Revologie Mustang Bullitt 2021 Revue du Royaume-Uni



Qu’est-ce que c’est ?

Autocar testera des centaines de voitures cette année, mais peu d’entre elles feront tourner les têtes – ou percuter les tympans – de manière aussi fiable que celle-ci.

De l’extérieur, il s’agit d’une Ford Mustang 1968, dans la teinte Highland Green vue dans le film Bullitt. Au premier coup d’œil, on pourrait croire qu’il s’agit d’un projet de restauration de plus, bien qu’il soit étonnamment bien réalisé. Ford a fabriqué près de 320 000 Mustang rien que cette année-là, il y a donc encore beaucoup de vieilles bagnoles dans le coin et on imagine que les affaires sont bonnes pour les restaurateurs des deux côtés de l’Atlantique.

Ce n’est qu’en s’approchant que la tromperie est mise à nu. Les roues ont l’air convaincantes de loin mais, avec leurs 17 pouces, elles sont plus grandes que les spécifications d’époque et le profil 45 des pneus Michelin est moderne. Vous remarquerez les puissants freins Wilwood à six pistons : pas de tambours ici. À l’arrière, vous trouverez de grosses sorties pour l’échappement Borla, ainsi que la caméra de recul et les feux de recul de la voiture. Et pendant que vous êtes là, accroupissez-vous pour découvrir le plus gros cadeau de tous : des ressorts et des amortisseurs à ressorts hélicoïdaux de Ridetech, qui dépassent de la suspension avec l’impact anachronique de stalactites accrochées au plafond du Tate. Les Mustangs authentiques de la première génération utilisent des ressorts à lames, et à ce stade, la partie est vraiment jouée.
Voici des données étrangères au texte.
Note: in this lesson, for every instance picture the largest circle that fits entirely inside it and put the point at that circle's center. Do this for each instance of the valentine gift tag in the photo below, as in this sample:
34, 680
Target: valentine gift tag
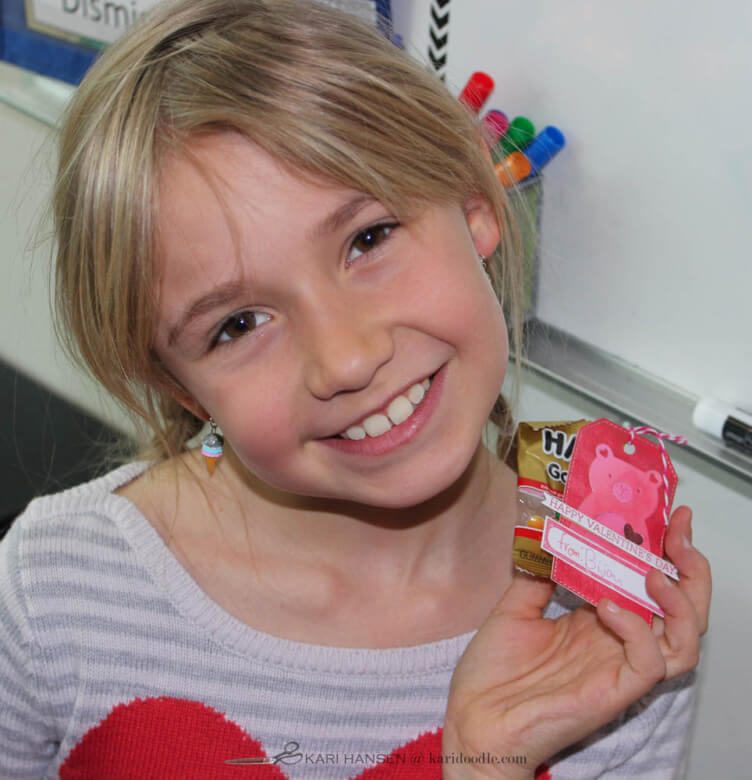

En vérité, il n’y a pas grand-chose d’original dans cette Mustang, à part son apparence. Construite à Orlando par une société appelée Revology, elle utilise une carrosserie reconditionnée sous laquelle est glissé un châssis remanié en interne. La grande nouveauté est que le groupe motopropulseur est une Mustang contemporaine. Dans ce cas, il s’agit d’un V8 Coyote de 5,0 litres en aluminium et d’une boîte automatique à six vitesses (une boîte manuelle est également proposée), alors que la voiture originale de 1968 est équipée d’un V8 big-block de 6,4 litres et d’une boîte manuelle à quatre vitesses.
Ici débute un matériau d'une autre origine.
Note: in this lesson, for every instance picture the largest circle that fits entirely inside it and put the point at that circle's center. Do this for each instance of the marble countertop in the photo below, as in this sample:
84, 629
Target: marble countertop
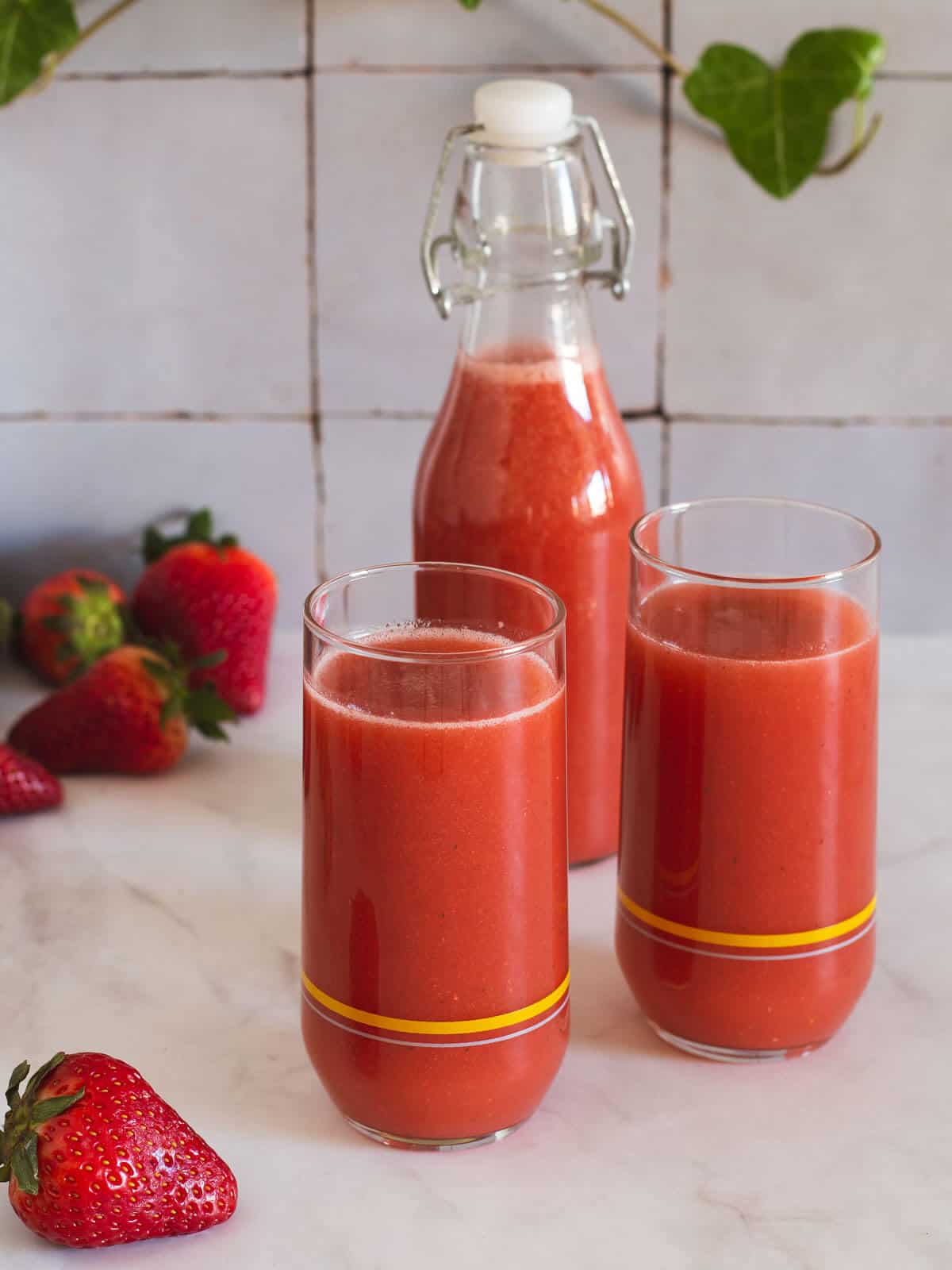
158, 920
L’idée est que des freins modernes, une suspension avant à double triangle, une direction à crémaillère assistée hydrauliquement et un différentiel à glissement limité rendent l’expérience de conduite plus douce et plus soignée, tandis que la nouvelle boîte de vitesses et le nouveau moteur améliorent la fiabilité et les performances tout en conservant le caractère de la voiture. Cet exemplaire est également maquillé pour ressembler au légendaire fouet de McQueen, mais tout est possible si vous avez de l’imagination. Et l’argent.

C’est comment ?

Est-ce que ça se tient ? Les perceptions dépendent des attentes. La direction sans grondement, la connectivité Bluetooth, l’excellente climatisation, les vitres électriques (dont les commutateurs sont déguisés en enrouleurs) et la simplicité de deux pédales en font un véhicule facile à conduire, surtout lorsqu’il est associé à une visibilité vers l’avant aussi étendue que n’importe quel paysage désertique du Nevada.
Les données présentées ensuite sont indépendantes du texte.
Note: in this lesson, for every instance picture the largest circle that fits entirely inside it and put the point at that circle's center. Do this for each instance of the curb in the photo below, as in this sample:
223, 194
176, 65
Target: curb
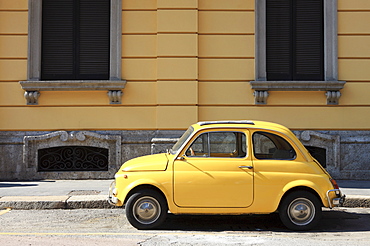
100, 202
354, 201
54, 202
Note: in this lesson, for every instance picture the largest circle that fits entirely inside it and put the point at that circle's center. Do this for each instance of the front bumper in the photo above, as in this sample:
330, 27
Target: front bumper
112, 199
336, 201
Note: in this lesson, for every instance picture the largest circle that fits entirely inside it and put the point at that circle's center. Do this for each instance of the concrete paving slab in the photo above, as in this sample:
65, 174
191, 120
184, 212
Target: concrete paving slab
88, 201
33, 202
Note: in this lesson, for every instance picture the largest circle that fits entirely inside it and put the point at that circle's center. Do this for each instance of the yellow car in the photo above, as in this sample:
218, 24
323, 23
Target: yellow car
227, 167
Les nouveaux réglages de la colonne de direction permettent également de s’installer confortablement sur de longs trajets, bien que les sièges soient courts, dans le style classique, et n’offrent donc pas un grand soutien. D’un point de vue ergonomique, c’est presque ça, mais pas tout à fait.

Le seul changement sérieux apporté à l’architecture de l’habitacle est le haut et large tunnel de transmission, et la panoplie de commandes en aluminium billetté, les cadrans modernes et la belle jante en bois de Revology se marient bien avec les vestiges de la Mustang des années 60. Les cartes de porte et le tableau de bord sont également bien faits, et si l’ajustement et la finition ne sont pas à la hauteur de ce que vous obtiendrez de Singer, ils sont bien supérieurs à ceux de n’importe quelle Mustang d’époque. Comme on peut s’y attendre, pour quelque chose qui coûte aussi cher qu’une Bentley Continental GT V8, même avant les frais d’importation et de livraison.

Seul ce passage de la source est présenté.